Haïti face au défi d’une transition politique sans fin
BOUKAN NEWS, 09/05/2026 – Le premier ministre Didier Fils-Aimé aurait tout intérêt à organiser les élections cette année. Un nouveau pouvoir législatif, un président élu et des collectivités territoriales doivent prêter serment au plus tard début mai 2027. À défaut, il risque d’être rattrapé par l’usure du temps. Les transitions qui s’éternisent finissent généralement par lasser la population et attiser la colère des politiciens.
Déjà, des aventuriers éternels descendent dans les rues, armés de « katya pika » et de « jilet bouyi », prêts à verser le sang de leurs propres frères pour s’emparer du pouvoir et s’enrichir, leur seule véritable spécialité. Ces affamés de pouvoir n’ont rien retenu de l’histoire sanglante de ce pays de 27 750 kilomètres carrés. Ils ne reculeront devant rien, sauf peut-être devant la tête de celui qui gouverne. L’assassinat crapuleux du président Jovenel Moïse, le 7 juillet 2021, n’a servi de leçon à personne.
Depuis plus de cinq ans, les ténors et les aspirants au pouvoir prolongent la transition. Prévue par la Constitution comme une parenthèse brève de trois à six mois, elle dure désormais depuis 62 mois. Pire encore, des politiciens sans scrupules cherchent à l’étendre indéfiniment, sans mesurer les risques qu’une telle dérive pourrait entraîner contre le pays.
La déraison continue de régner en maître dans les sphères du pouvoir. Les responsables politiques ne semblent pas comprendre que le pays est épuisé par ce climat délétère, entretenu de manière délibérée. Le peuple haïtien, victime historique des affrontements entre politiciens, est lassé depuis longtemps ; la communauté internationale, elle-même complice, réclame des élections ; le bon sens et la logique exigent la fin des souffrances imposées aux familles haïtiennes. Seuls ceux qui profitent de cette situation, ou espèrent en tirer profit, semblent encore s’en accommoder.
À la suite de plusieurs entretiens avec des acteurs étrangers, tout indique une volonté pressante de juguler la crise. L’un d’eux m’a même assuré que des résultats en matière de sécurité seraient visibles d’ici la fin novembre. J’ai toujours insisté sur la nécessité d’un climat sécuritaire avant toute organisation d’élections dans le pays. Ce préalable demeure incontournable et non négociable.

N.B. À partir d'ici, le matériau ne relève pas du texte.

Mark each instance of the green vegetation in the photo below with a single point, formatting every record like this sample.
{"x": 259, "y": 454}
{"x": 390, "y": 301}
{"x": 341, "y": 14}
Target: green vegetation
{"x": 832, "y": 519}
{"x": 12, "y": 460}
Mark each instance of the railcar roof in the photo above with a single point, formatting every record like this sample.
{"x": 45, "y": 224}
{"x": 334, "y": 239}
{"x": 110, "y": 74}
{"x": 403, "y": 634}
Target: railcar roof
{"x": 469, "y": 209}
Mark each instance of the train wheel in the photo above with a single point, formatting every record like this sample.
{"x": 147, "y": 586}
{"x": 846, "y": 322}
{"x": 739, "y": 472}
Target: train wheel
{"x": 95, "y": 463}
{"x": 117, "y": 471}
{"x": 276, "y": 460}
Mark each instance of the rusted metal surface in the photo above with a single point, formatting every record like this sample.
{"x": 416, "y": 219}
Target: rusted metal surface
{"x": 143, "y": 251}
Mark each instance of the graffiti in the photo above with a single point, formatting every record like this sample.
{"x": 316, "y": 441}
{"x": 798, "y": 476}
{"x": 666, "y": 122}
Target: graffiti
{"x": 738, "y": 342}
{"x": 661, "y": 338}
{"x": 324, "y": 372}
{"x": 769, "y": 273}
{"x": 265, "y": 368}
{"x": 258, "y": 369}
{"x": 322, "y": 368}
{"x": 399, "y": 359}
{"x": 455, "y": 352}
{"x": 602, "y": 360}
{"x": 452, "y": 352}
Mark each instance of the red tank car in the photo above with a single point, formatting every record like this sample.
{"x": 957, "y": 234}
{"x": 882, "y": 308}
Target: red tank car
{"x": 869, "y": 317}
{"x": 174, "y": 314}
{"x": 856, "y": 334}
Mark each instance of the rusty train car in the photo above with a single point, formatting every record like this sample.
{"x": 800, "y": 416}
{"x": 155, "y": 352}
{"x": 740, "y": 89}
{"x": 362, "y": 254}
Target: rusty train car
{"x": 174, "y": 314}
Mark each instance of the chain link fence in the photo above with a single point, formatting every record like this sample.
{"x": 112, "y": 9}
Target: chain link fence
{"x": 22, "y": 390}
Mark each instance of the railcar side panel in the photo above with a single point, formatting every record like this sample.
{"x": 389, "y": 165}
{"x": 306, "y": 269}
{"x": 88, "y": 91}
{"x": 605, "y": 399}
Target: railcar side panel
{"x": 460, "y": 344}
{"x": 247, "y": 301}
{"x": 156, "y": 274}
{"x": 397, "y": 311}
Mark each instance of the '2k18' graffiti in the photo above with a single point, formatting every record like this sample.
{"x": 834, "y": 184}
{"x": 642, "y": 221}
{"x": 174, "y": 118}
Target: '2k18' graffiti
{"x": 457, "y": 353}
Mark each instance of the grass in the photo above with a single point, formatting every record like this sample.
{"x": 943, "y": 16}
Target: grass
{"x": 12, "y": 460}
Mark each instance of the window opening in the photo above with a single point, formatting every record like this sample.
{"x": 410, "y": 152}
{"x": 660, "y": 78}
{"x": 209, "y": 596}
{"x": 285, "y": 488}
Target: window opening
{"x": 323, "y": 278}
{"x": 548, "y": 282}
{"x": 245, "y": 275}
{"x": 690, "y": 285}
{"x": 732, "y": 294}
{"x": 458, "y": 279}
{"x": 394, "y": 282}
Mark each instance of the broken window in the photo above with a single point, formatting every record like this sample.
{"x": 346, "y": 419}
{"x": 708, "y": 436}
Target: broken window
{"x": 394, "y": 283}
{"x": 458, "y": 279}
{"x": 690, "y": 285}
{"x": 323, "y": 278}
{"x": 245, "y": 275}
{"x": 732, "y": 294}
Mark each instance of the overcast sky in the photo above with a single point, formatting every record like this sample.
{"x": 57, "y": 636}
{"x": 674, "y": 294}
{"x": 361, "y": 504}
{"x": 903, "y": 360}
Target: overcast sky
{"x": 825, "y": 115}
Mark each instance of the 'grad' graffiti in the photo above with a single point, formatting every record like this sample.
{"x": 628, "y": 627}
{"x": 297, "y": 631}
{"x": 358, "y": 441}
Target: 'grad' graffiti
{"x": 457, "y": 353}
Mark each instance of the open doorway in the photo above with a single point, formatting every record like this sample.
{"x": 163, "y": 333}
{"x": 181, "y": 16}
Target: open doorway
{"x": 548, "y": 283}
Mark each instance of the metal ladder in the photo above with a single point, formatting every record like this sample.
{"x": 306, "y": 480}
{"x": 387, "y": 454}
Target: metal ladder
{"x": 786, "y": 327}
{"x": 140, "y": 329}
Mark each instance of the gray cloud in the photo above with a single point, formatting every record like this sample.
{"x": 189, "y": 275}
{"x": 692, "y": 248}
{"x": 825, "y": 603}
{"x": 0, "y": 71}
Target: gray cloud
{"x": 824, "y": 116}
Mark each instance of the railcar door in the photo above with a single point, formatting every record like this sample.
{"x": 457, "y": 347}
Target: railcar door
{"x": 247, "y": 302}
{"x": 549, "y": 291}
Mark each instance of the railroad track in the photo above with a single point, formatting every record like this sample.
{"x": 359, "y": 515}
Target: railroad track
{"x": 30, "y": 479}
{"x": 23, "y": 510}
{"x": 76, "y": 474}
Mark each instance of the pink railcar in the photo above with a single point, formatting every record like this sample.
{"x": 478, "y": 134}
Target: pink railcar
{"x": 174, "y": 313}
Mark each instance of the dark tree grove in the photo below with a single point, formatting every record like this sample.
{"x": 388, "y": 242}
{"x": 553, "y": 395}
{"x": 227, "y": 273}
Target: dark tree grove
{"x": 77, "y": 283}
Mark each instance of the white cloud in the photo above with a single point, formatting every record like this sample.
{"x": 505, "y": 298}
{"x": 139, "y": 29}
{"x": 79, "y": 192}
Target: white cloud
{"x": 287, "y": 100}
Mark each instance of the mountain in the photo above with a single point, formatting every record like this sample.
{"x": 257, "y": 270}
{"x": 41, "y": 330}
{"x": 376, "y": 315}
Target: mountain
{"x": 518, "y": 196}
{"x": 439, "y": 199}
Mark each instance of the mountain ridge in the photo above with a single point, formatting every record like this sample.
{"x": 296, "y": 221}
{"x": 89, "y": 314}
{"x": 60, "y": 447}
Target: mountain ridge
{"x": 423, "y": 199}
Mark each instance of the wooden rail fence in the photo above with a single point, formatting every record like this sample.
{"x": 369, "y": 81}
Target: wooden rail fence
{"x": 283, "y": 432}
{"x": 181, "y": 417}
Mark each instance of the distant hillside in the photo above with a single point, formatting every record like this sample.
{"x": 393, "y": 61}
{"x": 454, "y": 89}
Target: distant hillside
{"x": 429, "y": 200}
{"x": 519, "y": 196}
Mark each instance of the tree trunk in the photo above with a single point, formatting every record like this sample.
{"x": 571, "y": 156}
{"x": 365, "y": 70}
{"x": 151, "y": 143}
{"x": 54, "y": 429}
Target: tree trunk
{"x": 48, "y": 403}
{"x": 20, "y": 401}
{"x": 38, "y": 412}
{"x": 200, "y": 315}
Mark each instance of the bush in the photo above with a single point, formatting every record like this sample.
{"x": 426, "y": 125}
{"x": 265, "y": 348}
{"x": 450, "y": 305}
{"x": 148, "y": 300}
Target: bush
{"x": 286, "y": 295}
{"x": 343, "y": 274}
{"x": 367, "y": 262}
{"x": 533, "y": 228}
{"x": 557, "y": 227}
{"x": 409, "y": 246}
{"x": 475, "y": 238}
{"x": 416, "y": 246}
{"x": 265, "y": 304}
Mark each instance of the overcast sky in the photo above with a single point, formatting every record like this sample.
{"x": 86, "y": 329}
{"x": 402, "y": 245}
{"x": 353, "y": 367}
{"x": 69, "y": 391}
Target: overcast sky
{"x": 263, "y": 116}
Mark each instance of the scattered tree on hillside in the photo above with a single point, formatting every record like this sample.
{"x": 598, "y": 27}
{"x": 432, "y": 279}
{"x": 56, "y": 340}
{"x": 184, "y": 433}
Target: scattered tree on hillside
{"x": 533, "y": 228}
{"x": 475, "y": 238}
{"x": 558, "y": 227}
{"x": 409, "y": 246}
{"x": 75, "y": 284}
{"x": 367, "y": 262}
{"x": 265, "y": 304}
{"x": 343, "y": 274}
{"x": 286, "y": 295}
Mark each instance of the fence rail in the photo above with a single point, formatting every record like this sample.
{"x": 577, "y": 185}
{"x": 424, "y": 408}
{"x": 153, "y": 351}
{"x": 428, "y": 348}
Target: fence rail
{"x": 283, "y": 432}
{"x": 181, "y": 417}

Il est désormais impératif que tous les secteurs rationnels de la société haïtienne exercent une forte pression sur Didier Fils-Aimé et sur la communauté internationale, en particulier le gouvernement américain, afin qu’ils s’engagent clairement en faveur de la voie électorale. À trois mois des élections, si la date du 3 décembre 2026 est maintenue, le gouvernement doit tenir un discours unique devant les électeurs, les acteurs politiques et les observateurs internationaux : sécurité et élections. Le premier ministre doit démontrer, par ses gestes et ses actes, qu’il prend au sérieux l’organisation du scrutin et le rétablissement de la sécurité. Trop de doutes subsistent quant à la volonté du pouvoir et à la capacité du Conseil électoral provisoire (CEP) d’organiser réellement ces joutes.
Aux membres du CEP, l’image d’amateurisme qu’ils projettent nourrit toutes sortes de rumeurs. Cette institution spécialisée a été créée pour accomplir un travail technique d’envergure, essentiel à la nation. S’ils ne disposent pas eux-mêmes des compétences nécessaires, qu’ils les recherchent ailleurs où qu’ils démissionnent. L’enjeu est trop important pour tolérer l’improvisation et l’incompétence. Qu’ils cessent de repousser les dates des élections comme on change de chemise. Un tel comportement traduit une incapacité, voire une incompétence, peu rassurante chez des responsables qui devraient avant tout faire preuve de vision.
La transition politique est une anomalie dans toute société. Lorsqu’elle s’éternise, comme c’est aujourd’hui le cas en Haïti, elle devient avilissante, immorale, absurde et menace l’avenir de plusieurs générations. Ceux qui cherchent à la prolonger doivent se ressaisir, s’ils ne sont pas uniquement mus par le désir de s’enrichir, l’un des ressorts cachés des transitions interminables. Il leur faut revenir à la raison et au patriotisme, en contraignant Didier Fils-Aimé et la communauté internationale à sécuriser le pays, et le CEP à se montrer à la hauteur de cette tâche électorale majeure.